“Hey, Doritos! Why you not eating meat today?!”

These words, lobbed in my direction daily by one of the home people residing at Sólheimar year round, rank as one of the indubitable highlights of my every lunch hour. Earning the nickname ‘Doritos’ because I once got caught trotting down the road with shame in my eyes, crumpled bag in fist, offers a grin far too wide to wipe away.

The inquisition into my dietary choices comes welcomed too because it serves as affirmation of my efforts to eat more sustainably now that I’ve ditched the Doritos and given up meat (I was by far bacon’s #1 fan before joining the CELL program).
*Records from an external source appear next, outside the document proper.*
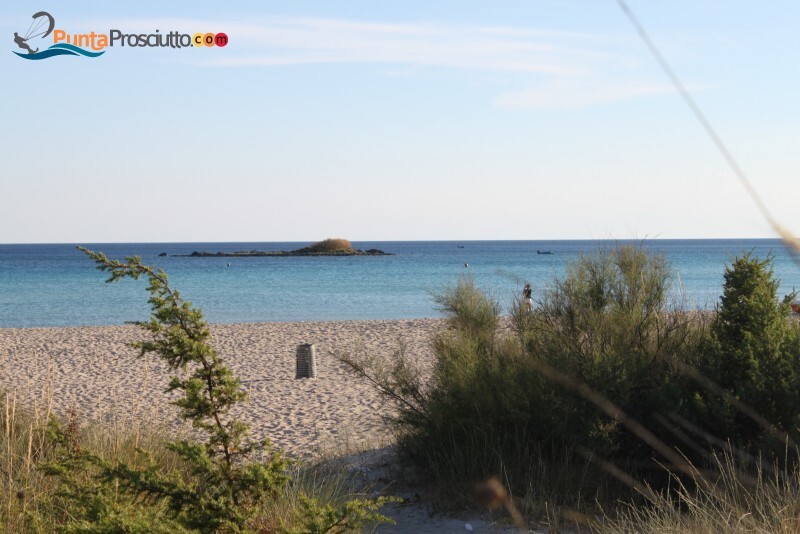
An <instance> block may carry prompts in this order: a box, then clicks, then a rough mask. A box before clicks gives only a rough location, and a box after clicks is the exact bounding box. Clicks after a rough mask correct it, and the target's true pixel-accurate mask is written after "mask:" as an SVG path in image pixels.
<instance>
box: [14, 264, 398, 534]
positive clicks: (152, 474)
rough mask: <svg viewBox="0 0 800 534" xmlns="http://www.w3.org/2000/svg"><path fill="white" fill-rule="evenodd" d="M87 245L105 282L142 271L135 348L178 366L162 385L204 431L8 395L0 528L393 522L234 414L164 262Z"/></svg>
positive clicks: (315, 531)
mask: <svg viewBox="0 0 800 534" xmlns="http://www.w3.org/2000/svg"><path fill="white" fill-rule="evenodd" d="M82 250H84V252H85V253H86V254H87V255H88V256H90V257H91V258H92V259H93V260H94V261H95V263H96V264H97V268H98V269H100V270H101V271H106V272H108V273H110V276H109V279H108V282H114V281H117V280H120V279H123V278H133V279H138V278H140V277H142V276H144V277H145V278H147V280H148V291H149V292H150V295H151V296H150V299H149V303H150V306H151V308H152V313H151V318H150V321H148V322H144V323H137V324H138V325H139V326H141V327H142V328H143V329H145V330H146V331H147V332H149V334H150V336H149V338H148V339H147V340H145V341H141V342H138V343H135V344H134V346H135V347H137V348H138V349H139V350H140V351H141V356H142V357H144V356H146V355H148V354H155V355H157V356H159V357H160V358H161V359H162V360H163V361H164V362H165V363H166V364H167V365H168V366H169V368H170V369H172V370H173V371H175V372H176V375H175V376H173V378H172V380H171V381H170V383H169V387H168V388H167V391H177V392H179V393H180V394H181V396H180V398H179V399H178V400H177V401H175V404H176V405H177V406H178V408H179V410H180V415H181V416H182V417H183V418H184V419H186V420H188V421H190V422H191V423H192V426H193V427H194V429H196V430H197V431H198V432H199V434H200V435H202V436H204V437H203V439H200V440H193V439H178V440H167V439H164V436H163V435H158V434H157V433H155V434H154V433H151V432H150V431H149V429H145V434H144V439H143V434H142V433H141V432H140V431H138V430H137V431H136V432H135V433H130V432H125V431H118V432H116V433H109V432H108V431H107V430H106V429H100V428H97V427H89V428H88V429H83V428H82V427H81V426H80V424H79V421H77V419H76V418H74V417H73V418H70V419H69V420H67V421H66V422H63V421H62V422H59V421H57V420H56V419H55V418H51V417H49V414H47V416H46V417H44V418H41V419H40V418H39V414H37V413H34V415H33V416H29V415H25V414H21V413H18V412H17V411H16V408H15V404H14V403H13V402H10V401H9V400H8V398H7V400H6V410H5V413H4V414H3V415H2V416H0V417H2V419H3V421H2V422H3V426H4V428H5V442H4V444H3V447H4V450H3V452H4V454H3V456H2V457H3V458H4V459H5V462H4V465H3V466H2V467H0V469H3V470H4V471H5V472H4V473H2V474H3V475H4V476H3V477H2V481H3V482H2V484H3V486H2V488H3V504H4V506H3V510H2V511H0V524H2V525H3V526H4V529H5V530H6V531H33V532H51V531H63V532H255V531H258V532H274V531H284V532H312V533H325V532H346V531H353V530H359V529H360V528H361V527H362V526H364V525H368V524H376V523H380V522H387V521H389V520H388V518H386V517H384V516H383V515H381V514H380V513H378V510H379V509H380V507H381V506H382V505H383V504H385V503H386V502H388V501H389V500H390V499H388V498H385V497H381V498H378V499H368V498H362V497H359V496H355V495H353V496H352V497H355V498H352V497H351V496H350V495H348V490H349V489H350V486H348V484H347V483H346V482H345V481H343V480H342V477H341V476H340V477H339V478H340V480H339V482H337V480H336V476H333V477H332V476H331V473H327V474H326V476H325V477H323V478H319V479H317V478H314V477H308V476H307V475H308V473H309V472H310V471H311V470H312V469H314V468H306V469H305V470H303V469H300V470H298V466H297V465H296V464H293V462H291V461H289V460H287V459H286V458H285V457H284V456H283V455H282V454H281V453H280V452H279V451H276V450H274V449H273V448H272V447H271V446H270V443H269V441H266V440H265V441H262V442H259V441H253V440H251V439H250V438H249V434H248V429H247V426H246V425H245V424H244V423H243V422H242V421H239V420H237V419H235V418H233V417H232V416H230V413H229V412H230V409H231V407H233V406H234V405H235V404H236V403H239V402H242V401H243V400H245V398H246V393H245V391H244V390H243V389H242V387H241V384H240V382H239V380H238V378H236V377H235V376H233V374H232V373H231V371H230V369H229V368H228V367H227V366H226V365H225V363H224V361H223V360H222V359H221V358H220V357H219V355H218V354H217V352H216V350H215V349H214V348H213V346H212V345H211V343H210V341H211V334H210V332H209V329H208V325H207V323H206V321H205V319H204V318H203V314H202V312H201V311H200V310H199V309H196V308H194V307H192V306H191V304H190V303H189V302H187V301H184V300H183V299H182V297H181V296H180V294H179V293H178V292H177V291H175V290H173V289H172V288H171V287H170V286H169V284H168V280H167V275H166V274H165V273H164V272H163V271H161V270H158V271H157V270H155V269H154V268H153V267H150V266H147V265H143V264H142V263H141V261H140V260H139V258H137V257H131V258H127V259H126V260H125V261H119V260H109V259H108V258H107V257H106V256H105V255H104V254H102V253H95V252H91V251H88V250H85V249H82ZM179 371H183V373H182V376H183V377H181V376H178V372H179ZM316 469H319V467H317V468H316ZM293 474H294V475H295V477H294V479H293V478H292V475H293Z"/></svg>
This whole exchange tickles my amusement mostly, though, because I’m a huge fan of anyone willing to be a wisenheimer, a fancy I also heartily extend to anyone willing to let their weird out – lucky for me there’s no shortage of willingness among our group:

http://www.cellonline.org/wp-content/uploads/2014/03/C-Lion-Brfday.jpg

The notion of the importance of community building in finding momentum for making change in the world is a ubiquitous part of this program’s curriculum and one of my favorite aspects of the experience as a whole. The camaraderie I’m finding with the home people here along with the workshops we partake in with them allow me an ability to build a strengthened sense of kinship with the people who live and work here as permanent fixtures.

The dinner conversations we have nightly with each other in our CELL group, however, may be of the highest caliber of community building I’ve ever experienced; certainly the most cherished.
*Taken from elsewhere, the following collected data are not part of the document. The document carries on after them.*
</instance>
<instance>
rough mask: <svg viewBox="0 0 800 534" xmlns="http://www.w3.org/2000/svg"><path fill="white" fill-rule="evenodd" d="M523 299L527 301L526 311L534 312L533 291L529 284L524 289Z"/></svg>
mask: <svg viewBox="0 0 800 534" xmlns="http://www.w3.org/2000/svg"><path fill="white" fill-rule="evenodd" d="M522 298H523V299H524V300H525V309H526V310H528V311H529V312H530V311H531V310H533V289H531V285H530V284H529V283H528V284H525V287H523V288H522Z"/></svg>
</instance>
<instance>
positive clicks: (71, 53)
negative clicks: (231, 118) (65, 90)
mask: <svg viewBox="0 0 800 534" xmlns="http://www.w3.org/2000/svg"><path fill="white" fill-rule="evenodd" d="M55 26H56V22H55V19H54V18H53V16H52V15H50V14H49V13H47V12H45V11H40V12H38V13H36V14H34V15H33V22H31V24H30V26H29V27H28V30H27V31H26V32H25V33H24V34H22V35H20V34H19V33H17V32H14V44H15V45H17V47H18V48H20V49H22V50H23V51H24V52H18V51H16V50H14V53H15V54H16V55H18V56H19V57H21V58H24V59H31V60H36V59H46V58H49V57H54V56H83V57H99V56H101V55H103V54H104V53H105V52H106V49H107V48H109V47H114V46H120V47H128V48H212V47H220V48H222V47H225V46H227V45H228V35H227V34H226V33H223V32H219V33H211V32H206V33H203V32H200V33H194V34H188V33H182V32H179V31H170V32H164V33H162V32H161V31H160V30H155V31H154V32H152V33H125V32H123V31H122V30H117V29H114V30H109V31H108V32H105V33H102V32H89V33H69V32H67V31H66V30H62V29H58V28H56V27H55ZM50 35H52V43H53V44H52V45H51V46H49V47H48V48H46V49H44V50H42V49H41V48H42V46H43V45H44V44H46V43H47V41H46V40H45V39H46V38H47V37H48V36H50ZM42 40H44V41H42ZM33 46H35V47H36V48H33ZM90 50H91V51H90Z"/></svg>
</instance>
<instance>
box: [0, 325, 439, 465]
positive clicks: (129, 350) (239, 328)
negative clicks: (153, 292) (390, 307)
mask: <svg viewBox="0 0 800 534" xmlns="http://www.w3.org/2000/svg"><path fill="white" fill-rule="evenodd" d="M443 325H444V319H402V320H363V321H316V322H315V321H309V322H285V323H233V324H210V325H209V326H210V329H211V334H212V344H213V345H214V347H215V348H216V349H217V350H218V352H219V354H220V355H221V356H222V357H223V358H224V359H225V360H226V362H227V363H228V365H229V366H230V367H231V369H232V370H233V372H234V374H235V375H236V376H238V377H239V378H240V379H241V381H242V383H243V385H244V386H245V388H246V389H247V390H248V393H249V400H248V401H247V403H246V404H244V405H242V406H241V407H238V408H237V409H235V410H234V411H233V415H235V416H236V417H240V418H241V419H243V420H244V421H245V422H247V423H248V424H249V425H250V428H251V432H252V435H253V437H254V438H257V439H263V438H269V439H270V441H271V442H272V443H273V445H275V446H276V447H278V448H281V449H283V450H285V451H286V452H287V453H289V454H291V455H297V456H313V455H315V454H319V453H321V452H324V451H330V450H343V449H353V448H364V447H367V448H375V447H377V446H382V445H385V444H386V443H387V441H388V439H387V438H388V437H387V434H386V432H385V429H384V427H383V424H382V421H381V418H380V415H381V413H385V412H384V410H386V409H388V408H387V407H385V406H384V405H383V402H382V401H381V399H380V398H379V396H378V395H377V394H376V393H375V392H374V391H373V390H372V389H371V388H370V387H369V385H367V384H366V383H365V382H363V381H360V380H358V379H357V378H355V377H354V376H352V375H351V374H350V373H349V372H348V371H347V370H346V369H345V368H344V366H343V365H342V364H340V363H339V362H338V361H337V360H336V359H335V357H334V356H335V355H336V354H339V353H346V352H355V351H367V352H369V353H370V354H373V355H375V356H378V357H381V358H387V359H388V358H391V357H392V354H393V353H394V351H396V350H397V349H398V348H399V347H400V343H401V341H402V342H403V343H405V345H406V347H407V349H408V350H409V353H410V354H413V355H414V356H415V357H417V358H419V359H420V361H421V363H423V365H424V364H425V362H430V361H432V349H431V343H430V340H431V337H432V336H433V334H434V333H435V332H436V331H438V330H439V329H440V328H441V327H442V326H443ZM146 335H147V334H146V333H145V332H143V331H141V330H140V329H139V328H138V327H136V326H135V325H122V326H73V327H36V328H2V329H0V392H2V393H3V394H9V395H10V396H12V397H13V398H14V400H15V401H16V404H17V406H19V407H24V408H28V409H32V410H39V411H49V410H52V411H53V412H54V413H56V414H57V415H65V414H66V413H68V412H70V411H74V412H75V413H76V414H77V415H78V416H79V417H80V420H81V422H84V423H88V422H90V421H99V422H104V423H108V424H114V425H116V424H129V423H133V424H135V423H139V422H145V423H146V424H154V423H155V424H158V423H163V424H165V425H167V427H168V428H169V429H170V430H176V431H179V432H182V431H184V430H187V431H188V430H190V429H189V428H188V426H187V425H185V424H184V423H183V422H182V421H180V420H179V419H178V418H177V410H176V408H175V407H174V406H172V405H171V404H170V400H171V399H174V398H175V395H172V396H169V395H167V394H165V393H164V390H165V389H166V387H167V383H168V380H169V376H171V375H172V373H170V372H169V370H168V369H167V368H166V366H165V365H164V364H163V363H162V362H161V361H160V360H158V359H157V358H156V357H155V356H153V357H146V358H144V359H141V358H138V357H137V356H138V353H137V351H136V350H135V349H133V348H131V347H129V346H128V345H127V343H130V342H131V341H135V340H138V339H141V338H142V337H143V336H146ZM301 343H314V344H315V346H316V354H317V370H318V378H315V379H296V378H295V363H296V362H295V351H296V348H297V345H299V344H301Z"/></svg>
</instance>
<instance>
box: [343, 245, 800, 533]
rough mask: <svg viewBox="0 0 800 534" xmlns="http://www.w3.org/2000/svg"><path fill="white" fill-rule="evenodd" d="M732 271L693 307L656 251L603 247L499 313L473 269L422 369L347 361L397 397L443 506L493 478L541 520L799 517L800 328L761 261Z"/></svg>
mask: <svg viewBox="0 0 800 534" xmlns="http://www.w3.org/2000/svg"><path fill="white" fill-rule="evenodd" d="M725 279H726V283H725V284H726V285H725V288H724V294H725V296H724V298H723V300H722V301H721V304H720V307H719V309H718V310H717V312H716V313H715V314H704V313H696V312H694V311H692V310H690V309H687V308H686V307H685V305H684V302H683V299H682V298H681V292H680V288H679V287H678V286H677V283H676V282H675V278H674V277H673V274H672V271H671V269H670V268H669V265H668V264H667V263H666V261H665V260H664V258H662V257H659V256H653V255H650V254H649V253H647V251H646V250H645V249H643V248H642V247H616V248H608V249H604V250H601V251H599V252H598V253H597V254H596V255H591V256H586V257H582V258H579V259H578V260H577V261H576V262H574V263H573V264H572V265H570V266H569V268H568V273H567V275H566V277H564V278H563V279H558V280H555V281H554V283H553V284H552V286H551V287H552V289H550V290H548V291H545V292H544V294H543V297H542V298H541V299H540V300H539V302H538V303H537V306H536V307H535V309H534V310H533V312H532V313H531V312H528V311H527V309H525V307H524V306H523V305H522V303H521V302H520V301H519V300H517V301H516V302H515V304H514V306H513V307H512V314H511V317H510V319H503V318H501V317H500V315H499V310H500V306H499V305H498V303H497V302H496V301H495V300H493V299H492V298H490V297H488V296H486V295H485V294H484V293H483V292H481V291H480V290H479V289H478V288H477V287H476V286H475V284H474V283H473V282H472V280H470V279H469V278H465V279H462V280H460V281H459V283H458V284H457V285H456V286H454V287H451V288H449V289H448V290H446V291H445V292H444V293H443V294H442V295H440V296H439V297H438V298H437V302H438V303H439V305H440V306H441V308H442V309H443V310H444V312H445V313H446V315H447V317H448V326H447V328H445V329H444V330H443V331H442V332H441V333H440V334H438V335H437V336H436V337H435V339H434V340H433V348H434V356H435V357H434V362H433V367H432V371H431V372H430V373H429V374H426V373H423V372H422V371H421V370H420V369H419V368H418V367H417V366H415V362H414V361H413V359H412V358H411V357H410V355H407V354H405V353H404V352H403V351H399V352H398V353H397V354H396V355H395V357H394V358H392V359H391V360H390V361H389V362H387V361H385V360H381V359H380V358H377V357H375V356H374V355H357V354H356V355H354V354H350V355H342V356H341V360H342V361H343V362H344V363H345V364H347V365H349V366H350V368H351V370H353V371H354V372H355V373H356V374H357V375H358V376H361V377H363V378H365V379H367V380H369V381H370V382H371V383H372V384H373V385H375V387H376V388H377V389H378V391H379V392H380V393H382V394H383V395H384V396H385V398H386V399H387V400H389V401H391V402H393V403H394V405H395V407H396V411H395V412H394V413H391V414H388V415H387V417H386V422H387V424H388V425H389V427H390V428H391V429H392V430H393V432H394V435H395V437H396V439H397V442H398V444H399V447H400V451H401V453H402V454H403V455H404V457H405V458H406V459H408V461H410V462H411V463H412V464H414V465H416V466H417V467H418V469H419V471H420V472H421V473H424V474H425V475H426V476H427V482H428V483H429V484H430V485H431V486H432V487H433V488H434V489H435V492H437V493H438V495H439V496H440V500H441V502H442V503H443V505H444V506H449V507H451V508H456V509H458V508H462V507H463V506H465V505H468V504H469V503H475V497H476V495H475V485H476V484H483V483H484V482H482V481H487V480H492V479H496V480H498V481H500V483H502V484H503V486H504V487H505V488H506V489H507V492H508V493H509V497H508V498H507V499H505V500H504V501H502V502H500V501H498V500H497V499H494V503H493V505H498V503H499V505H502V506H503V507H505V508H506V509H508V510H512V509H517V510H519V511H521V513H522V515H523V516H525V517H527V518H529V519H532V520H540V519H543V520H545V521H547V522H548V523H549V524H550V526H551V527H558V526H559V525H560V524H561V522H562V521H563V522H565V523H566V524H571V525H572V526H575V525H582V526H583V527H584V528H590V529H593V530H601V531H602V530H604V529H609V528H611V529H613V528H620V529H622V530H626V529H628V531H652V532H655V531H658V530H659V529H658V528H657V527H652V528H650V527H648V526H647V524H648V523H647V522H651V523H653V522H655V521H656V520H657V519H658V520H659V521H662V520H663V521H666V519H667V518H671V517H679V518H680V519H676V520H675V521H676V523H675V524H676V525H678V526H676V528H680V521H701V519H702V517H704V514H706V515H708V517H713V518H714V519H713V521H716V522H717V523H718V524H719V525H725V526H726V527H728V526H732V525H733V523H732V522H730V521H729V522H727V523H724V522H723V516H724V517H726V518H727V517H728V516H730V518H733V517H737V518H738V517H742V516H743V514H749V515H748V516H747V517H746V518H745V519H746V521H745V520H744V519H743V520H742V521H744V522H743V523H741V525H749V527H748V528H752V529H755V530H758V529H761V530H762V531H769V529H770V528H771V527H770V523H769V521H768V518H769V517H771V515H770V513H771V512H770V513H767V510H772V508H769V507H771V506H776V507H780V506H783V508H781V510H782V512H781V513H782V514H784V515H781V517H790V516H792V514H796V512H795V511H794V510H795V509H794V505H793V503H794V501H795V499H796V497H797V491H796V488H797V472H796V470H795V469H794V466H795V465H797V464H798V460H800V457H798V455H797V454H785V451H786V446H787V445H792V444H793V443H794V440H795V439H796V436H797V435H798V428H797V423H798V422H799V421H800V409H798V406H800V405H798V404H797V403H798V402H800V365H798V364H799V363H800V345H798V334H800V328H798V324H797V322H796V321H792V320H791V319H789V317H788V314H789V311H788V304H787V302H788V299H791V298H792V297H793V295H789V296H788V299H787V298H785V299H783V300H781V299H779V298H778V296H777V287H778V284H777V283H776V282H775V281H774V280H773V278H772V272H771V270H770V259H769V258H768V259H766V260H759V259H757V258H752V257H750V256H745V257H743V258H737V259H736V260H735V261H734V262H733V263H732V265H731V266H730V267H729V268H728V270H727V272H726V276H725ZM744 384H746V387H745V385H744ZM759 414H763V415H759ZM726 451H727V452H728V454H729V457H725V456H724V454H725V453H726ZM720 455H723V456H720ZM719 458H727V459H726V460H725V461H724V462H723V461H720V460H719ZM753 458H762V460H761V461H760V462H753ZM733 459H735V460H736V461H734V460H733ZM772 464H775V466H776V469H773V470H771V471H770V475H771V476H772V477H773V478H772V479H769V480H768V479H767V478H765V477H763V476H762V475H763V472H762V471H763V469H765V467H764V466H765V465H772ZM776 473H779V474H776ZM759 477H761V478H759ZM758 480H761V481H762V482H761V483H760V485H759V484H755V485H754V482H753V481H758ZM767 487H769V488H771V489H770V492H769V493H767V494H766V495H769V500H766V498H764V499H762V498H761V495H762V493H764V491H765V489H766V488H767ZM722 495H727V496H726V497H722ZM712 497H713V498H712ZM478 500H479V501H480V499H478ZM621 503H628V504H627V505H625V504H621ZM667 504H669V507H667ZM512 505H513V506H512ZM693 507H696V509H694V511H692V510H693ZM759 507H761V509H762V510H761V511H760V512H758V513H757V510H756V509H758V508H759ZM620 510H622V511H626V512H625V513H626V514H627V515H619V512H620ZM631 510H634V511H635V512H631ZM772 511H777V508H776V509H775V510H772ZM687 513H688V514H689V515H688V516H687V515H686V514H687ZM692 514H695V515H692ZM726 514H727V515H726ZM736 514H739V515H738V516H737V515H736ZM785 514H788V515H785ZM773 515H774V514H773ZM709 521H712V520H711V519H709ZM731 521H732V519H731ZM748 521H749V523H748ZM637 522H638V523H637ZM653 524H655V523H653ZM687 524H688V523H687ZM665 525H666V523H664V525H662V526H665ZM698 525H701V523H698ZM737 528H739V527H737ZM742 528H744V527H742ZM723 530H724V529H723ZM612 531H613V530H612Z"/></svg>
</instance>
Each night a different pair in our group prepares dinner for the rest and from the very first night we arrived a tradition was born where the pair who cook dinner choose an ice-breaking question (increasingly more meaningful as time marches on), and we each take turns answering it while we eat. This practice pushes our group to share philosophies of spirit, the biggest of belly laughs, and at times, the vulnerability of a tear stained cheek. I walk away every single night with an enlightened sense of who this temporary family is and where it is I fit right in.

That we practice a shared trust so solid we can cry with one another at the dinner table leaves me not only humbled by what we’ve been able to accomplish in building a tightknit community unit within a tiny timeslot, it also gives me the sense that as I move forward in life and with any endeavors where I’m trying to make an impact for the betterment of the world around me, this group will be a community I can rely on for support. Because of the practices that grew this confidence I now understand why building community is the top priority of any campaign. It gives you more than an extra set of hands; it gives a set you can trust.